Any Intent Is Enough

This trap appears as a wrong-answer choice in 1 active question. Spotting how it is built is the repair: read each example's “why it's attractive” before the “why it's wrong.”

Subject distribution

  • Criminal Law1

Example wrong choices

  • 14637_peters_hilltop_car_crash · CRIMINAL_LAW · Choice AYes, because Peter’s intent to steal Mary’s car provides the necessary mental element.

    Why it's attractive

    Students see real intent and assume any intent is enough.

    Why it's wrong

    Uses intent to steal Mary’s car to supply the mental element for damaging Lydia’s property.

    Spot it next time

    Ask: intent toward Mary’s car or mental state toward Lydia’s property damage?

  • 14637_peters_hilltop_car_crash · CRIMINAL_LAW · Choice BYes, because Peter was committing a felony.

    Why it's attractive

    Students import a felony-result shortcut from neighboring criminal doctrines.

    Why it's wrong

    Uses felony status as a neighboring shortcut instead of the mental state for malicious damage.

    Spot it next time

    Ask whether the felony label supplies the element of the property-damage offense.

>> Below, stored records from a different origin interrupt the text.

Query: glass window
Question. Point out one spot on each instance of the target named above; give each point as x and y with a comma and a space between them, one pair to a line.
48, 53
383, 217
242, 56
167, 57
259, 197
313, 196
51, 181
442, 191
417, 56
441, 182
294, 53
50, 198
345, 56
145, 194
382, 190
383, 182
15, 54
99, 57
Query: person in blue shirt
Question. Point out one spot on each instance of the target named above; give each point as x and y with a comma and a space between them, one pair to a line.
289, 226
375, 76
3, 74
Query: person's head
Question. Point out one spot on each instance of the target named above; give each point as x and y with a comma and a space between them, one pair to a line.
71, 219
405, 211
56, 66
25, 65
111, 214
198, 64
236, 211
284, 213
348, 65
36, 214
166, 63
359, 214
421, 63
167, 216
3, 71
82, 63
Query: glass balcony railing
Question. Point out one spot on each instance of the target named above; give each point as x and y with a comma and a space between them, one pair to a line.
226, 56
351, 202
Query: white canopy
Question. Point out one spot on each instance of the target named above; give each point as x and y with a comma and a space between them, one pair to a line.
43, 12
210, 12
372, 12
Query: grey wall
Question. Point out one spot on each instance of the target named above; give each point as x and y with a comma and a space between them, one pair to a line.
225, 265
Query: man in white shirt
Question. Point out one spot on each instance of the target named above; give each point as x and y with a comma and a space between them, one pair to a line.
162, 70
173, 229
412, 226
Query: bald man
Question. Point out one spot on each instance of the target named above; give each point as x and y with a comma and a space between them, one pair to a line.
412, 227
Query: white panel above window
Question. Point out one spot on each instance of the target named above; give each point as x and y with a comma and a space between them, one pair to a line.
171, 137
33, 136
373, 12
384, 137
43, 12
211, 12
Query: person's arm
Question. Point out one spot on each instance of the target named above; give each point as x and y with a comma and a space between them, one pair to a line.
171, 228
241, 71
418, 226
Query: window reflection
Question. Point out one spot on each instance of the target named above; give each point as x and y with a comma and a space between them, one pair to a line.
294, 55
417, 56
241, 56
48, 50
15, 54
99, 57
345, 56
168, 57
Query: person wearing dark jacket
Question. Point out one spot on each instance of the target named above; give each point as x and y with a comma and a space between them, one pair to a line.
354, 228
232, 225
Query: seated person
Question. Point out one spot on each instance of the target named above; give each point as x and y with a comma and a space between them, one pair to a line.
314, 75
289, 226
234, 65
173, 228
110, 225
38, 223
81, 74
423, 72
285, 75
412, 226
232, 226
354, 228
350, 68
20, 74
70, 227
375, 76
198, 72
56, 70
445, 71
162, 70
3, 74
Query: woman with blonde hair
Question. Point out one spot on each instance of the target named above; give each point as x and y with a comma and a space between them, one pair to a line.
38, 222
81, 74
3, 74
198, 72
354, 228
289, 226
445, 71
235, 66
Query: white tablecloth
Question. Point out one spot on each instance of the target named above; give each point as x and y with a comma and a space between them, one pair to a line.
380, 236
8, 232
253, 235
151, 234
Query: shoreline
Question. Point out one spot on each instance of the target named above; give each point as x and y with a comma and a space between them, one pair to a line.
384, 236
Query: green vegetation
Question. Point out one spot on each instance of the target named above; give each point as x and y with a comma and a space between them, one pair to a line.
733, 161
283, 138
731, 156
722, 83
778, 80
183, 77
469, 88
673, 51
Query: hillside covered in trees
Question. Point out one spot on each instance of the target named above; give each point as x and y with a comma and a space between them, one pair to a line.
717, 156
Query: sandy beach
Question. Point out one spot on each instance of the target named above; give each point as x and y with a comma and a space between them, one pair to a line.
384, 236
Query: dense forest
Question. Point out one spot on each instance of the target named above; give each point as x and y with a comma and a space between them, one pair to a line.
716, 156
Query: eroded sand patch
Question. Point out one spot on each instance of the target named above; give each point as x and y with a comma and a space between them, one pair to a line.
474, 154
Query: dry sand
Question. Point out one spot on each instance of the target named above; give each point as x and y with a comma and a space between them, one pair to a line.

  • 14637_peters_hilltop_car_crash · CRIMINAL_LAW · Choice DNo, because it would violate double jeopardy to convict Peter of two crimes for a single act.

    Why it's attractive

    Students see two convictions from one episode and jump to a constitutional slogan.

    Why it's wrong

    Double jeopardy does not automatically bar separate offenses with separate elements arising from one episode.

    Spot it next time

    Return to the challenged instruction and test the element omitted.